第13話 紅の契り
火の村の空が、重く沈んでいた。
灰色の雲が垂れこめ、空気にぬめるような圧が満ちている。
空玄の寺に戻った信長は、ハルの寝顔を静かに見守っていた。
薫の話では、あれからずっと、人目を避けて物陰で震えていたという。
「……わしが、“あやつを守る”言うたのに、
あやつの方が、先に人を守ったわ」
信長の呟きに、背後で空玄が煙管を鳴らした。
「ふふん……守った、というよりは、“咄嗟に咆えた”という方が近かろう。
だが、そういう直感の火種は、やがて芯になる」
「芯……か」
信長は火のように赤い瞳を見た。
「ならば、わしは薪となろう。
あやつの火が、世を照らす光となるように」
その夜。
再び火の村が、揺れた。
残党と思われる野盗たちが、仲間の仇を討つと称して村を襲撃したのだ。
村の防人はわずか。
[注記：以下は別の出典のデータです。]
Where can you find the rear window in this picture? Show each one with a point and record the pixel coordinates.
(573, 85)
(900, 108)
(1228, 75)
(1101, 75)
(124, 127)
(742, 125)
大人たちも、焚き火を囲む子どもたちも、逃げ惑う。
「火をつけろ! 家ごと焼き払え!」
「子どもも女も構うな! 見せしめだ!」
信長が叫ぶ。
「皆、逃げろ! わしが前に立つ!」
刃を抜き、最前に立つ信長の姿を見て、村人たちは一瞬立ち止まる。
その目に映るのは、鬼よりも猛き“若き炎”だった。
「一人では無理――!」
薫が叫んだ、そのとき。
村のはずれから、風が吹いた。
ぞっとするような、冷たい風だった。
「やめて、って言ったのに……また、くる……また……」
小さな足音。
小屋の陰から、ハルが現れた。
赤い瞳が、泣いていた。
「また、こわがらせる……でも、でも……」
その小さな身体が、信長の横に立った。
野盗たちがざわめく。
「なんだ、あれは」「子ども……か?」「ちがう、あいつは……!」
ハルの声が震えていた。
「やめて、もう、だれも……こわがらせないで……!」
地が鳴った。
空が揺れた。
地面が割れ、野盗の足元が崩れる。
木々《きぎ》がざわめき、風が叫びのように吹き荒れる。
「やはり……鬼か!」
誰かが叫んだ。
ハルの周囲に、紅い光の残像が舞う。
その中心に立つのは、怯えてもなお、前に出た一人の子どもだった。
だが――
その手を、握る者がいた。
「おぬしの罪は、わしが共に背負う。
おぬしの炎は、わしが包む」
信長だった。
その手は、剣ではなく――ハルの手を、しっかりと握っていた。
「いいか、ハル。もう一人ではないぞ。
怖いなら、怖いままで進めばよい。
わしが傍にいる。何があろうと、わしがおぬしを“鬼”にはせん」
ハルの肩が、震えていた。
けれど、その手を――離さなかった。
次の瞬間、二人の前にいた野盗たちは、烈風に巻かれ、吹き飛ばされた。
残った者たちは、恐怖に駆られて逃げ出した。
戦いは、終わった。
村人たちは、ただ黙ってそれを見ていた。
誰も、声を上げなかった。
誰も、近づかなかった。
だが――誰も、石を投げなかった。
焚き火のそばで、薫がひとり、泣いていた。
「ごめん……ありがとう……」
信長はハルを見つめた。
その小さな手は震えていた。
だが、逃げることも、目を逸らすこともなかった。
「ハル」
信長は、自らの懐から短刀を抜いた。
「わしとおぬしの契りは、もう言葉だけでは足りぬ。
これより、血をもって証とする」
ハルは目を丸くした。
「ち……?」
「怖くはない。すぐに終わる」
信長は左手の親指を刀の刃でかすめた。
血が、一滴、にじむ。
続けて、ハルの手を取る。
「痛いかもしれぬ。だが、痛みを知るからこそ、人は契れる」
ハルは小さく首を振り、自ら親指を差し出した。
信長はその指にも、慎重に刃先を当てる。
小さな赤が浮かび上がった。
そして、二人の血を――重ねる。
ぴたりと、親指同士を合わせた。
赤と赤が、滲んで混じる。
血潮が交わったその瞬間――風が止み、空が静まった。
「これが、わしとおぬしの――紅の契りじゃ」
ハルの目が、ゆっくりと潤む。
けれども、それは泣くためではなかった。
瞳の奥に、静かに火が灯った。
それは恐れではない、憎しみでもない。
ただ――初めて知った、“自分が誰かと繋がった”という、安らぎの色だった。
村の子どもたちは、それをただ、見つめていた。
大人たちも、誰一人、声を上げなかった。
やがて、空の片隅に、一つだけ星が現れた。
信長とハルの契りは、血の契り。
人と鬼を隔てていた境界が、ひとつ、崩れ落ちた夜だった。